Hollywood’s all about sequels and remakes these days, dog. You know that. So twas off to overtime, where Hardaway hit a three as the shot clock expired to open the festivities. Kornet kept hitting roundhouses from downtown while Mudiay took jabs at the midrange; the Knicks got up by six. Threes by Batum and Williams sandwiched a lovely Vonleh bounce pass that split two defenders and led to Knox hitting one of two at the line.

Mudiay hit another jumper to set a career scoring high. Kornet got stuck on a switch against Kemba, but contested him on the drive (FORESHADOWING). In a bit of poetic justice, Mudiay found some small measure of inbounds success after failing to inbound the ball late in the loss at Cleveland.

Kornet blocked a Williams three-point attempt, but Batum made one anyway to cut the Knick lead to two. One last gasp for Charlotte. They fouled Knox and he missed both free throws. Kemba came flying up the floor and had a runner ready that would have exceeded the grasp of lesser man. But Luke ain’t lesser: his presence forced Walker to brick. Game over. Comeback complete. And what a comeback! Their biggest since 1992.

Ima open my veins like Frankie Pentangeli and you can shoot this shit straight in ‘em.


  • Bill Pidto reported this was the first time all five Knick starters have scored in double figures. That’s not true. Is it?
  • Mudiay scored 29 of his career-best 34 after the half. I wonder if there’s a middle ground for Knick fans re: keeping him. Like, he’s pro’ly not gonna make this sort of thing a habit. Odds are he’ll pro’ly never be an All-Star. But when has he done enough for more fans to be cool with retaining a 22-year-old point guard on the upswing?
  • Ntilikina left with a sprained right ankle. If this game meant anything to history, the sheer human carnage would have made it legendary.
  • Fiz cracking on Kornet’s hops:
  • Watch what you say, Coach. Mom’s be out here lurking.
  • Jason Kidd was not a good shooter, but he was in big spots.
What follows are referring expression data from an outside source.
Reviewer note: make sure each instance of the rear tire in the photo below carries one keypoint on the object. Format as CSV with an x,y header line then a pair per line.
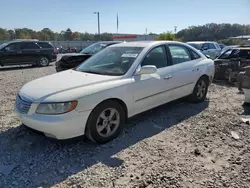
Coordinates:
x,y
200,90
43,61
105,122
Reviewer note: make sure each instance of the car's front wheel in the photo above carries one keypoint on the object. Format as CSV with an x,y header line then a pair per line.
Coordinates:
x,y
105,122
43,61
200,90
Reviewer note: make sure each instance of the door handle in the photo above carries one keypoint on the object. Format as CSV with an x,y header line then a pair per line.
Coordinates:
x,y
167,77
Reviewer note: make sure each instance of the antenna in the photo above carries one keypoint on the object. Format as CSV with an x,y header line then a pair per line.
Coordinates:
x,y
175,29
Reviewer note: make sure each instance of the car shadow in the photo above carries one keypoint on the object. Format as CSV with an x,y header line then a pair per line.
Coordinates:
x,y
40,161
20,67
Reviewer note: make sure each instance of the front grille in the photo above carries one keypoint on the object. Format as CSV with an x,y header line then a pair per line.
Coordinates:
x,y
22,104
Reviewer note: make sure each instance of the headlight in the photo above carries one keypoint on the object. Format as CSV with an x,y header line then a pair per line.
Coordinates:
x,y
56,108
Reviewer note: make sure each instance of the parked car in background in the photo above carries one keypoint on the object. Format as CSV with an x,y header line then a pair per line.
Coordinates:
x,y
20,52
222,46
117,83
231,62
211,49
71,60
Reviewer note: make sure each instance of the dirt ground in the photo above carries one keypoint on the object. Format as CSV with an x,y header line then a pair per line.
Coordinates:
x,y
176,145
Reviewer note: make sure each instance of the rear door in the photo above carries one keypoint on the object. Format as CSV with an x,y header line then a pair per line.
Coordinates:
x,y
185,69
209,49
151,90
30,51
12,54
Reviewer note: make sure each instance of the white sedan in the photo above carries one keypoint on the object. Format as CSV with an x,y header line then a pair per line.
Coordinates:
x,y
119,82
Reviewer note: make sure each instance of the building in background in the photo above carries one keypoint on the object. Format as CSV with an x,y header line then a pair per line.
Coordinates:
x,y
133,37
243,38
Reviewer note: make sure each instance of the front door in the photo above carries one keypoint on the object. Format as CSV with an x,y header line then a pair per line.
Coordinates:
x,y
185,70
30,51
209,49
151,90
12,54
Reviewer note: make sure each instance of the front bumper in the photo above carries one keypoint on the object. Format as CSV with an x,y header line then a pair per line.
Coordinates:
x,y
62,126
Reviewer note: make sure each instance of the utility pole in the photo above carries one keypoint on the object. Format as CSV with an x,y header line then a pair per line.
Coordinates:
x,y
98,20
175,30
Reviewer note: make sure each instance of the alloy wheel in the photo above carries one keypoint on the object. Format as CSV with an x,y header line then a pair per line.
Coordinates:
x,y
108,122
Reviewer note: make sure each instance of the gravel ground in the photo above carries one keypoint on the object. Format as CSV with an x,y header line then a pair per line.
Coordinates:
x,y
175,145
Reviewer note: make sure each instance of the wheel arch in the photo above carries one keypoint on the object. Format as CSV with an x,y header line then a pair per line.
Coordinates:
x,y
205,76
119,101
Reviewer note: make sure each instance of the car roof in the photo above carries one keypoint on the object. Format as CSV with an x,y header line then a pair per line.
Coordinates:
x,y
241,48
144,43
19,41
109,42
200,42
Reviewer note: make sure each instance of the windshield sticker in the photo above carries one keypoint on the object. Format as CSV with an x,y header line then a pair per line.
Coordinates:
x,y
129,55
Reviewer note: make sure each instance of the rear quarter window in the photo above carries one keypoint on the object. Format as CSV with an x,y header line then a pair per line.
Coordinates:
x,y
45,45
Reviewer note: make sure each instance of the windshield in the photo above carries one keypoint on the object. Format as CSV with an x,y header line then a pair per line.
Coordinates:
x,y
226,54
93,48
197,46
111,61
3,45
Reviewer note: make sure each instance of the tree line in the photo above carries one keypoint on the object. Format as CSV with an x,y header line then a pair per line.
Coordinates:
x,y
47,34
214,32
210,31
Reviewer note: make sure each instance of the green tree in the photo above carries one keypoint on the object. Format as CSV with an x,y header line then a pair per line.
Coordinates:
x,y
166,36
68,34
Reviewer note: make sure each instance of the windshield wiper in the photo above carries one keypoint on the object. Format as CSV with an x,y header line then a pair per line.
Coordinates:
x,y
101,73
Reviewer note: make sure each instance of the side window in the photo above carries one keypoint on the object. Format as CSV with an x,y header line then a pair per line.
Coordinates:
x,y
217,46
45,45
179,54
29,46
194,54
12,47
211,46
157,57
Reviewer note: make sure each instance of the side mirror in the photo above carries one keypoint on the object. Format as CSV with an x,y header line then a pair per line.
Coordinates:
x,y
147,69
6,49
205,48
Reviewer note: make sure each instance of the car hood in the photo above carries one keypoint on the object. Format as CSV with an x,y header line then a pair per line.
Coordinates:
x,y
40,89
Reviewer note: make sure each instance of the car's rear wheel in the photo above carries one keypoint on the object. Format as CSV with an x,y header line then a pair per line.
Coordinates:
x,y
43,61
105,122
59,68
200,90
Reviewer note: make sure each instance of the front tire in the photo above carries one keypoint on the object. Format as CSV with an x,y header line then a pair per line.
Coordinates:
x,y
105,122
200,90
59,68
43,61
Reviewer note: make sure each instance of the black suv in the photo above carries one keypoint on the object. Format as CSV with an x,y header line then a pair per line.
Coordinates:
x,y
20,52
231,62
72,60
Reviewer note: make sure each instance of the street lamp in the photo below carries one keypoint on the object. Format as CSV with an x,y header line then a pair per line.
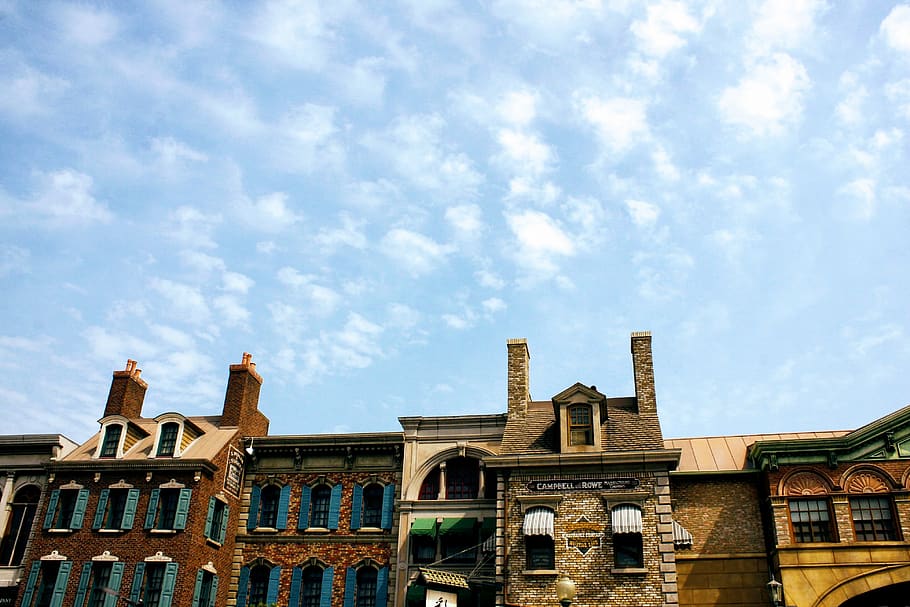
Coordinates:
x,y
565,591
775,591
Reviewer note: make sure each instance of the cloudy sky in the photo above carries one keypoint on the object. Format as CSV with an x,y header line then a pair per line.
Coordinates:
x,y
372,197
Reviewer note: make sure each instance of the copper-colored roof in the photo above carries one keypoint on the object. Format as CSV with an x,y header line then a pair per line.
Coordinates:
x,y
727,453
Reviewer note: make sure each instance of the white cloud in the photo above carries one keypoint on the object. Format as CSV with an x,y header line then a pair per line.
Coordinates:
x,y
895,29
415,253
769,97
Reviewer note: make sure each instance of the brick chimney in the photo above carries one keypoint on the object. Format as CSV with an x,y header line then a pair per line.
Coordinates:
x,y
643,368
241,401
127,392
519,388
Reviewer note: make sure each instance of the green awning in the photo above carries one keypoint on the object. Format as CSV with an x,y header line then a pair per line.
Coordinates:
x,y
457,526
425,527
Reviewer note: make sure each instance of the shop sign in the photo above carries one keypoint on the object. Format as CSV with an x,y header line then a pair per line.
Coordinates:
x,y
584,484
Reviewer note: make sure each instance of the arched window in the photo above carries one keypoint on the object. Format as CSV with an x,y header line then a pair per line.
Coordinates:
x,y
581,428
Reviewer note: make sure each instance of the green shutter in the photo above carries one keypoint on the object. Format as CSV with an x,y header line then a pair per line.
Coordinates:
x,y
356,506
152,512
129,510
388,505
304,520
51,508
335,506
253,518
208,522
63,575
243,586
100,511
183,508
113,583
382,587
284,498
79,511
197,589
136,589
30,585
325,596
83,584
167,585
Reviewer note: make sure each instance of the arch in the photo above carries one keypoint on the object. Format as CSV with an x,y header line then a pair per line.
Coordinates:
x,y
862,583
804,482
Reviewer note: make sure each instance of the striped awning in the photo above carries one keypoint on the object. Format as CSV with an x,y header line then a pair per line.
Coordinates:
x,y
539,521
626,519
681,536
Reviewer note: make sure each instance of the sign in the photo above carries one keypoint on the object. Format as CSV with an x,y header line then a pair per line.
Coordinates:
x,y
584,484
438,598
233,478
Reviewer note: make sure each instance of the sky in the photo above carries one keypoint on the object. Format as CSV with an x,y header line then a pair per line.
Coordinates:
x,y
371,198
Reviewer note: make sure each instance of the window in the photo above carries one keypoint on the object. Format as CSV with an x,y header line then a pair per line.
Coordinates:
x,y
116,509
216,520
206,589
811,520
111,444
23,508
581,429
167,441
66,509
872,519
168,509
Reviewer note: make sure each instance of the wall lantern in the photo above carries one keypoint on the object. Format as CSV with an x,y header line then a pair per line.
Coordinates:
x,y
565,591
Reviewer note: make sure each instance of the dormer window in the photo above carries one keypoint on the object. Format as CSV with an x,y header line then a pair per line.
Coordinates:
x,y
581,428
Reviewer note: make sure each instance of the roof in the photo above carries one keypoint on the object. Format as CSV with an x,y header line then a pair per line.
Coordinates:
x,y
728,453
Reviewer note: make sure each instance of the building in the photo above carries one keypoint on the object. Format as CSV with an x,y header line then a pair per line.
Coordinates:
x,y
22,462
319,522
144,510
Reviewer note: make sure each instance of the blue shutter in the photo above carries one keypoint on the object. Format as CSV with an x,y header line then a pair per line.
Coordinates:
x,y
79,510
253,517
152,513
129,511
294,597
183,508
382,587
242,586
30,585
304,519
113,583
274,579
208,520
51,508
197,589
350,584
284,498
225,518
83,583
99,511
388,505
214,592
167,585
63,575
136,590
325,596
356,505
335,506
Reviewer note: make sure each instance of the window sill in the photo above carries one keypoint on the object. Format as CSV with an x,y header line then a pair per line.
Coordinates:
x,y
629,570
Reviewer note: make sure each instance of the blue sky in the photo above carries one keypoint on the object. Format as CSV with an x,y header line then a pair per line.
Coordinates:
x,y
372,197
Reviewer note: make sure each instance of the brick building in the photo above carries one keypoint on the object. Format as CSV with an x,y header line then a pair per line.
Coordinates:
x,y
144,509
319,522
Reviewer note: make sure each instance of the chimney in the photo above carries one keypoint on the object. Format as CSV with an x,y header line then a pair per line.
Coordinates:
x,y
643,368
519,389
241,401
127,392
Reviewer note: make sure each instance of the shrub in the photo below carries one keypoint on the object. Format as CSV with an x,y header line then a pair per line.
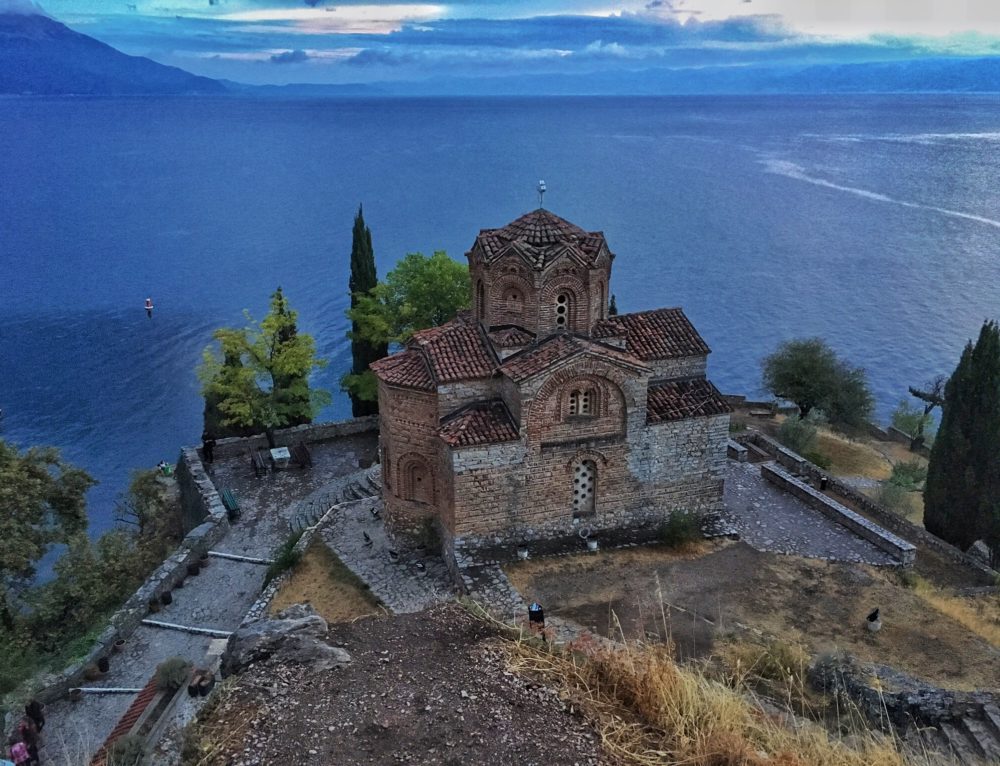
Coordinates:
x,y
681,528
285,558
798,434
172,673
129,750
909,475
893,498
Knox averages fewer than a block per 36, but I feel like his blocks are often big blocks, in spectacle and/or significance.
  • You ever work with someone who, whenever there’s a meeting with a specific goal in mind, is always asking questions that don’t address that goal, or want to take the talk into tangential, meaningless directions? That’s Hezonja on offense. When north/south ball movement is required, Mario is always there to swing it sideways. When ball movement is what’s needed to break down the D, he’s there for a pull-up.
  • Did Lee have tattoos removed? Did he have very small, faint tattoos added? Check out his arms next time you get a chance. Something’s going on there.
  • Charlotte honored Muggsy Bogues, an original Hornet, with a bobblehead.

Bogues is the shortest player in NBA history. A legit nuisance as a defender, he once averaged a hair under 11 assists per game with an assist-to-turnover ratio of better than five to one. Bogues is an indelible part of Charlotte’s NBA history. Why is he getting a bobblehead and not a jersey retired? Maybe because there’s some weird bad blood from the iconic owner toward the iconic player.

  • Do you know who led the first-year Hornets in win shares?

Quoth iamcarbonbased “Who is Jordan going to slap tonight?” I’d guess the four Charlotte guards: Kemba, Lamb, Monk, and Tony Parker combined to go 17 of 50 from the field, 7 of 25 from downtown and take just two free throws. The Knicks next chance to slap somebody is Sunday in Indiana. If revenge against one 1990s nemesis is good, revenge against a second would be doubleplus good. See y’all then.